The Kentucky Derby disqualification of Maximum Security, the thoroughbred racehorse tipped to win the iconic race, has caused bedlam for bettors and sportsbooks alike. Such an occurrence had never happened before in the race’s 145 year history. Racing fans are now hoping that it never happens again.
In the days leading up to the 145th running of the Kentucky Derby, oddsmakers had Maximum Security listed in the middle of the pack at 10 to 1. After the forecasted rain showers soaked the dirt at Churchill Downs, however, official track conditions of “sloppy” pushed noted mudder Maximum Security to favorite status at 4.5 to 1.
The three-year old Kentucky-bred colt – winner of all four career races entering the “Run for the Roses” – subsequently crossed the finish line 1 and ¾ lengths ahead of extreme longshot Country House (65 to 1). Meanwhile, Derby bettors holding Maximum Security tickets were understandably elated.
Speaking to the Washington Post, Las Vegas resident and race fan Kenny Gibson described his thoughts as the #7 horse streaked through the slop for a wire-to-wire victory:
“I’m mentally going ‘What is this going to pay? This is going to be awesome. Obviously, I’m thinking I hit my win bet, my trifecta bet, the exacta. Then I heard someone go, ‘Hang on; there’s an objection.’ And instead, I won no money.”
Like millions of other bettors in America and worldwide, Gibson had fired off a few dollars on various exotic wagers. After bundling the #7 Maximum Security with the #20 Country House in an exacta bet, for example, Gibson expected to bring back hundreds of dollars for every dollar he risked.
But those expectations were dashed after an agonizing 22-minute review, prompted when the owners of ostensible runner-up Country House filed an objection. According to their complaint, Country House had a legitimate chance to win the Derby before Maximum Security and jockey Luis Saez swung wide off the rail and made slight contact with the pack.
Following 22 minutes of intense scrutiny from Churchill Downs’ officials, stewards agreed with the objection and disqualified Maximum Security for leaving his lane and interfering with #18 Long Range Toddy and #21 Bodexpress (71 to 1). When that pair wound up bumping Country House off the pace, stewards ruled that the 65 to 1 longshot was the rightful Derby champion.
The Kentucky Derby disqualification was disastrous news for Gibson and the other bettors. According to Churchill Downs spokesman Darren Rogers, bettors wagered $8.9 million on Maximum Security to either win, place, or show – or nearly nine times the $918,000 handle collected on Country House.
In a press conference held by Churchill Downs, organizers at the venerable racetrack sought to clarify the circumstances surrounding the first disqualified winner in 145 years of Derby history. In her statement, Barbara Borden – who serves as chief steward for the state of Kentucky – provided a detailed rundown of the late-race action:
“The riders of the 18 (Long Range Toddy) and 20 (Country House) horses in the Kentucky Derby lodged objections against the 7-horse (Maximum Security), the winner, due to interference turning for home leaving the 1/4 pole.”
“We had a lengthy review of the race. We interviewed affected riders. We determined that the 7-horse drifted out and impacted the progress of No. 1 (and) in turn interfering with the 18 and 21 (Bodexpress).”
“Those horses were all affected, we thought, by the interference. Therefore, we unanimously determined to disqualify No. 7 and place him behind the No. 18 – the 18 being the lowest placed horse that he bothered, which is our typical procedure.”

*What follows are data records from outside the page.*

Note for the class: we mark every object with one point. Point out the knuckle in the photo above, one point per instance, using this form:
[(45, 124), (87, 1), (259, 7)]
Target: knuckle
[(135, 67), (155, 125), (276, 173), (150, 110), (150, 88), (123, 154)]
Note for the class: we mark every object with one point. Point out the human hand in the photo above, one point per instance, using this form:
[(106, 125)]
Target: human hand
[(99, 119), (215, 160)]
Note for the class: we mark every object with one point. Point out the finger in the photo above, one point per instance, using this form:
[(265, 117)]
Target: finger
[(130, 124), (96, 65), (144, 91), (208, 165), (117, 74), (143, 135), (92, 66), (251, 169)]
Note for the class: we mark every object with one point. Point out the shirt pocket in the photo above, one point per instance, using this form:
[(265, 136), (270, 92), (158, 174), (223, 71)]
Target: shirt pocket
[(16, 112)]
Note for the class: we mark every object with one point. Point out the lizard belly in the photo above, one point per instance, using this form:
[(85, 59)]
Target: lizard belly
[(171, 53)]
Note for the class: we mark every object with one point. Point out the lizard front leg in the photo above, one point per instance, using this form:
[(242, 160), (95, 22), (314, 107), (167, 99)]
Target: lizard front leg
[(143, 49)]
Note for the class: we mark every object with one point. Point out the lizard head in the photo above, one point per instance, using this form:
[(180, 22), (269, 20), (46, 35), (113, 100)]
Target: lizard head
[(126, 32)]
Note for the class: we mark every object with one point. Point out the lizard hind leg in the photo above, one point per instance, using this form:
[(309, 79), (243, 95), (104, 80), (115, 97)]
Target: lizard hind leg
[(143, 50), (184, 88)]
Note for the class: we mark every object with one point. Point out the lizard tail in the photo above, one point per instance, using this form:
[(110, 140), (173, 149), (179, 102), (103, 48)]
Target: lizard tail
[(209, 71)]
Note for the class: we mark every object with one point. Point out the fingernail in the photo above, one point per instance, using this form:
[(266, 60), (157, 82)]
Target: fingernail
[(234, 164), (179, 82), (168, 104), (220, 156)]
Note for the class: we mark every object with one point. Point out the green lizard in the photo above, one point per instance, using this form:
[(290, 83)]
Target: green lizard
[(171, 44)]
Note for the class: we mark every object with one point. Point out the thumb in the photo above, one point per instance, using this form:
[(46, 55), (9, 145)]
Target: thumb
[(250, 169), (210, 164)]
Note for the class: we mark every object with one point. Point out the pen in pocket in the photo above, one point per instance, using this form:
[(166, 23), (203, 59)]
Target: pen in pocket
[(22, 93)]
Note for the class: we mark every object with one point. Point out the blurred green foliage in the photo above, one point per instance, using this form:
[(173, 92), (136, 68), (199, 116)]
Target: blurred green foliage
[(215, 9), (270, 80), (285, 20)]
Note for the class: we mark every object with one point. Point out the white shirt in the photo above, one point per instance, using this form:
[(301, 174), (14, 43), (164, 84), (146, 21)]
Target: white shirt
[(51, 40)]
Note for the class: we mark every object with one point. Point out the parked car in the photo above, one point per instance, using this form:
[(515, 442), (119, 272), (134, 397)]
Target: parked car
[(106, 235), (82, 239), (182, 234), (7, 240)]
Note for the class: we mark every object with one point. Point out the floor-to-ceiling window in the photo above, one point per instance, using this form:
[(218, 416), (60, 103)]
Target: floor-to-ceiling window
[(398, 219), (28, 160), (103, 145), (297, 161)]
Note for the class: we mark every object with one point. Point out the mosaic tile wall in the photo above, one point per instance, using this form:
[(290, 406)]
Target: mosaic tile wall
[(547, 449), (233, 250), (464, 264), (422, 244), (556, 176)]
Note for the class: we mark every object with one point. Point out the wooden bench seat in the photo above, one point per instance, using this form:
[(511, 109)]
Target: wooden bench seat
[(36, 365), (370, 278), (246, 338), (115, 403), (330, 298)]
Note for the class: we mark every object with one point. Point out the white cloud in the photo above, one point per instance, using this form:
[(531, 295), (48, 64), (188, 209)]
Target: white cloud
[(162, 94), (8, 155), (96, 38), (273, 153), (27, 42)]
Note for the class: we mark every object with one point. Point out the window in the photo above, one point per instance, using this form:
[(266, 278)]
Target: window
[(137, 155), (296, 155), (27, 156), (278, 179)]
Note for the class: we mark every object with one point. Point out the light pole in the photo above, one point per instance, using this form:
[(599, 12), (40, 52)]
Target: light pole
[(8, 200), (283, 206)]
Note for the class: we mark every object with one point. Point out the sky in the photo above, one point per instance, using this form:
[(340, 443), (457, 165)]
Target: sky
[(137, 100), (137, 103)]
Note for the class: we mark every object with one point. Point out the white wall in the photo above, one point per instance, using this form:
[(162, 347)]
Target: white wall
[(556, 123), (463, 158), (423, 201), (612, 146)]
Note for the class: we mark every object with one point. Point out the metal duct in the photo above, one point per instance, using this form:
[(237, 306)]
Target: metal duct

Per the Washington Post, the Westgate Las Vegas SuperBook would’ve generated a five-figure profit had Maximum Security’s victory held up.
But as Jay Kornegay, vice president of race and sports operations for the SuperBook, revealed, the world’s largest sportsbook wound up incurring a five-figure loss on Country House.
More importantly says Kornegay is how the Kentucky Derby disqualification fiasco will influence public perception of playing the ponies. As Kornegay pointed out, a public favorite going from winner to loser in such unprecedented fashion is likely to turn many bettors off for good:
“The effects of doing something like that first time ever, we’ll have to see how it affects the Preakness (Stakes), if there’s a lingering effect that we might see in a couple weeks.”